In the same way that we consider an acceptable benchmark for risk of cervical cancer, we may also determine the benchmark for deciding if an intervention is cost‐effective. For example, is it $50 000, $100 000 or $150 000 US dollars (USD) per quality‐adjusted life‐year (QALY) gained? Outside of the context of an explicit resource constraint, this is a difficult question to address; however, Neumann and colleagues suggest using either $100 000 or $150 000 USD. If we are able to compare costs per QALY for different interventions, then substituting less cost‐effective for more cost‐effective ones would become more objective and likely more common, especially as resources become increasingly constrained.

CONCLUSIONS AND PERSPECTIVE

In the context of cervical cancer prevention, there are two important questions: (a) “How can we achieve higher vaccination coverage?” and (b) “Once higher coverage is attained, should cervical cancer screening be discontinued?” The first question is outside the scope of this analysis, but our rationale is related to the second question. If policy decisions should eventually discontinue or reduce cervical cancer screening based on an unfavorable cost‐benefit ratio in a future that includes high vaccination coverage, then it stands to reason that today's policymaking should allocate more resources towards reaching this goal. But the most likely scenario is that screening intensity will vary across settings as a reflection of different nations’ budgets for health care expenditures and societal variations in risk tolerance.

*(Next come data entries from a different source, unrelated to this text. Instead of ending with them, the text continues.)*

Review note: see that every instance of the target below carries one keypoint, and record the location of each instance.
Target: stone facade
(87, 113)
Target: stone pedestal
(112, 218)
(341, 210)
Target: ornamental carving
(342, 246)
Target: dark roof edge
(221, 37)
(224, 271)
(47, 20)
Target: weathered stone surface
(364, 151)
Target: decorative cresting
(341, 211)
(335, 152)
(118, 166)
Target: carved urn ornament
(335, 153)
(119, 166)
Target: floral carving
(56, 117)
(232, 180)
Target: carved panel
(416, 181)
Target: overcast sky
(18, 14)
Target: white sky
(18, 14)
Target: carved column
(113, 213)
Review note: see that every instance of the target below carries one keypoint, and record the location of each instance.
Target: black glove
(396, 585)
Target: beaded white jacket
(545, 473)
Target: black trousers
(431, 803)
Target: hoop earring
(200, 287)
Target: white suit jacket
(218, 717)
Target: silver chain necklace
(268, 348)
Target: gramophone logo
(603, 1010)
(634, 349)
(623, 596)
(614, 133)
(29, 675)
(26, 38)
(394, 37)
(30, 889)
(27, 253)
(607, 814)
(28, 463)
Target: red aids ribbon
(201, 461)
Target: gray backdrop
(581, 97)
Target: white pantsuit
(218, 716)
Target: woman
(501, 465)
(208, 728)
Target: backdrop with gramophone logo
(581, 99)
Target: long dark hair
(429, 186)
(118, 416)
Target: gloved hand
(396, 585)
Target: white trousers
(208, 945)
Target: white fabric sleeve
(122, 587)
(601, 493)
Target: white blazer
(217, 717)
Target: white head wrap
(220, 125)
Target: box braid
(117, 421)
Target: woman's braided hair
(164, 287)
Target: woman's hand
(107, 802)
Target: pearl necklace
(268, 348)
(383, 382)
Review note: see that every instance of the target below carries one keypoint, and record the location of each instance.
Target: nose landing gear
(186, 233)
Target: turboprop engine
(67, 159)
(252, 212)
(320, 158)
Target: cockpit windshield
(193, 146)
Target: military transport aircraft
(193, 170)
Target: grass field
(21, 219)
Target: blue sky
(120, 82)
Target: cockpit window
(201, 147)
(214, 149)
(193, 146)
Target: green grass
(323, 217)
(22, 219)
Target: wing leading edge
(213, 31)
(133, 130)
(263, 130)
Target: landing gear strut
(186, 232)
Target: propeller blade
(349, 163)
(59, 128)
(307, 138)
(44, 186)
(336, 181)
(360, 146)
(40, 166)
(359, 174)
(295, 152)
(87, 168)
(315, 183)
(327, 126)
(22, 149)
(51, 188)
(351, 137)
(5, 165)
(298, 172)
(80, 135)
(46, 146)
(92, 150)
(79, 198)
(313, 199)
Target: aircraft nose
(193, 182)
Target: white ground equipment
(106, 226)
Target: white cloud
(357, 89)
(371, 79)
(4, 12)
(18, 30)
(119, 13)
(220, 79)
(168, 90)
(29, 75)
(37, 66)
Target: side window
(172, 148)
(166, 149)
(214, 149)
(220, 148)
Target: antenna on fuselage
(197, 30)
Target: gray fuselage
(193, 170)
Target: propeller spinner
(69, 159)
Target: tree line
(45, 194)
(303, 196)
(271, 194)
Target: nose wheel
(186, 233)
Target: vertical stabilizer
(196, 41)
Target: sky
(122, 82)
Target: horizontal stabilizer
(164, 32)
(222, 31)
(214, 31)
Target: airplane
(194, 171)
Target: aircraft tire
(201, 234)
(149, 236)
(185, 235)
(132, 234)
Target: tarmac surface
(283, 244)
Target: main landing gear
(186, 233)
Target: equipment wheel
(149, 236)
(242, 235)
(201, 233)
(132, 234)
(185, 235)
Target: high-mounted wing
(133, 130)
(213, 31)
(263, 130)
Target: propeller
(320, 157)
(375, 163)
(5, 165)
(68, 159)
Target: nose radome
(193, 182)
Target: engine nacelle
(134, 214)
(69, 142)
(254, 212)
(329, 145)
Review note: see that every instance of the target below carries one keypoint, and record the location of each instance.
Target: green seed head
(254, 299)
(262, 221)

The process of creating screening recommendations has historically focused on evaluating evidence related to each cancer site individually. To the best of our knowledge, guideline committees do not compare risk across cancer sites. In 2015, Whitham and Kulasingam evaluated risk of cervical cancer at and after the recommended age to begin and end screening in relation to risk of breast and colorectal cancers, revealing the higher propensity to screen for cervical cancer despite lower risk. Our analysis comparing incidence and survival across cancer sites for which screening is recommended and not recommended, to assess tolerable risk, is an extension of this approach.

At the time this article was under consideration, the preventive measures taken in response to the COVID‐19 epidemic had begun to adversely affect the entire range of activities related to cancer control, prevention and care. Justifiably, controlling the epidemic is a much greater priority, which must receive the necessary personnel and material resources to ensure a successful operation. Public health activities related to cancer screening and prevention, typically carried out in outpatient clinics, were considered of lower priority and were thus scaled back to conserve resources, as well as to prevent exposure of cancer screening participants to SARS‐CoV‐2. In addition, adoption of policy decisions that could improve the uptake and quality of cancer screening services may be delayed because of the epidemic. Likewise, coverage of HPV vaccination is likely to suffer in consequence of behavioral changes related to health promotion. Although a disruption in cancer control activities is likely to lead to an increase in incidence of cancers preventable via screening and vaccination it does not invalidate the arguments we presented in this article.

CONFLICT OF INTEREST

J. E. T. is an employee of Merck Sharp & Dohme Corp., a subsidiary of Merck & Co., Inc., Kenilworth, NJ, USA but completed all work associated with this manuscript while employed at the National Cancer Institute. E. L. F. does not have a conflict of interest with the content of this manuscript but has occasionally served as a consultant to Merck and GSK on HPV vaccines, and to Roche and BD on HPV diagnostics. His institution received unrestricted grants from Merck and Roche. S. D. I. declared no potential conflicts of interest.